The University of Tennessee (UT) researchers have been working on projects investigating potential benefits of using biochar in agriculture for several years. The container growing in plant nurseries had the most dramatic results. When UT researchers added about 25% biochar by volume to pine bark in containers growing hydrangea, the measurements indicated that the need for watering decreased by about 30% because of the improved soil moisture retention with added biochar. Addition of about 10% biochar by volume also had water retention benefit but not as dramatic as the containers with the 25% biochar by volume .
Similar moisture retention experiments in sandy soils in West Tennessee left after flooding demonstrated biochar’s ability to make this kind of soil more productive, reduce drought stress, and increase plant growth.

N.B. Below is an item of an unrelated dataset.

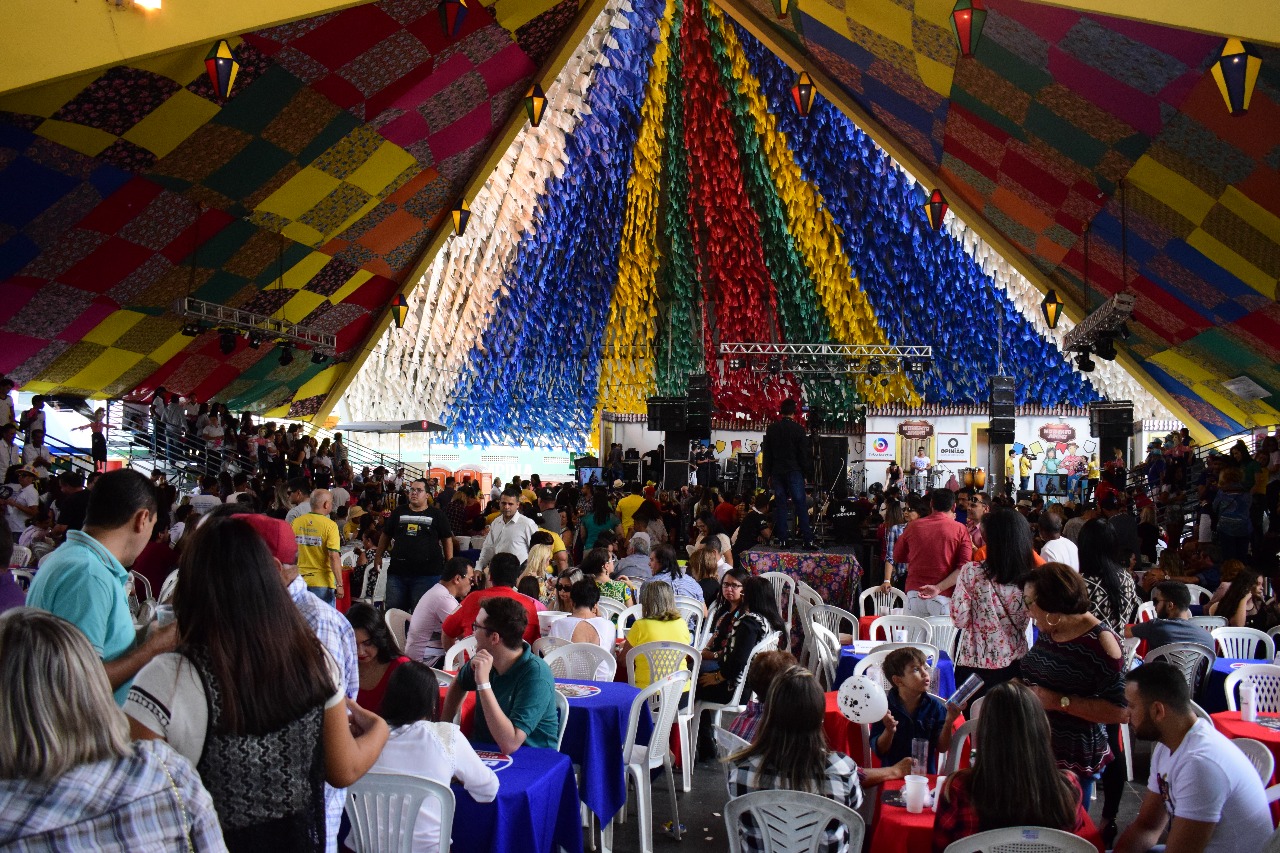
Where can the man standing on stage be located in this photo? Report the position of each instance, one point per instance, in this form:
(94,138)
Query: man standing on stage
(786,457)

In the first year of these experiments, the biochar was able to significantly increase the yields in soybeans in comparison with the regular crops grown without biochar – even in a year when rainfall was above average.
Overall it appears that biochar has the potential to improve soil productivity in many kinds of soils. As with other soil amendments, it will not lead to improvements in all soils. For example, UT experiments in Lebanon, TN did not show much difference in the crop yields in the fields with regular soil and added biochar (about 10 tons per acre of a fescue-dominated pasture) and without biochar. That year the rainfall was above average and adequate for optimum crop production and most likely responsible for the non-differentiating results.

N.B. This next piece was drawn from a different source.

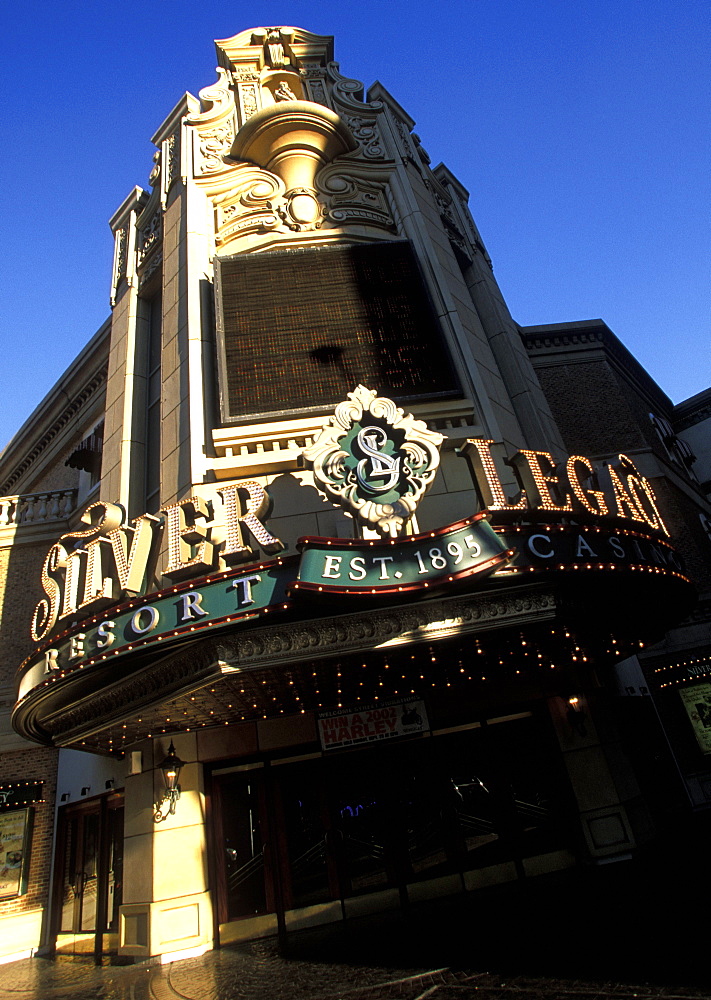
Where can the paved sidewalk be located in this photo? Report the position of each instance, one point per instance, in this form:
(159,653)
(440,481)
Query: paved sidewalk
(625,932)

It appears that biochar’s best fit will be for the use on poorer soils, such as sandy soils and highly disturbed soils, where organic matter content and water holding capacity is low. Biochar may also help build the resilience on many other kinds of soil and make them more adaptable to dry conditions or the next drought.
The UTIA researchers also noticed the ability of biochar to inactivate herbicides when the biochar was applied at the usual level of about 35 tons per acre (about 1 inch in thickness). The following year they tried the lower level of biochar (about 3 tons per acre) and did not have as much of the weed problem.
Other work at the University of Tennessee is starting to look at using biochar to trap nutrients and metals, and even bacteria by filtering water through biochar-based barriers. This work is in its infancy for now. The idea here is to include biochar in the soil mixtures used in rain gardens and/or bio-swales, or to intercept runoff from parking areas and/or dog-parks. This way some potential pollutants could be removed before they reach nearby streams and rivers.
Enrichment of Biochar
Typically very sandy soils or heavy compacted clay soils benefit from about 10 quarts of biochar per 100 square feet by applying a mixture of 1 part (20%) biochar to 4 parts (80%) soil or compost as the top 3-4 inches of soil around each plant in your vegetable garden.
The University of Tennessee has not investigated the possibility of enriching biochar prior to spreading it on the fields with compost microorganisms or other amendments – as popularized by some individual farmers online. Dr. Forbes Walker who is leading a lot of research projects at UTIA, has not encountered any reliable studies to support the benefits of enriching biochar ahead of time for a couple of weeks and advocates to just spread it together with compost or fertilizer on the soil for the best results.
If you decide to follow the biochar enriching advice from individual farmers and gardeners like GrowingYourGreens or Plant Abundance, you are welcome to try applying both enriched and pure biochar and then share your results in the Biochar Forum.
We look forward to an exciting journey of reviving an Eldorado dream and building the sustainable fertility of our soils together!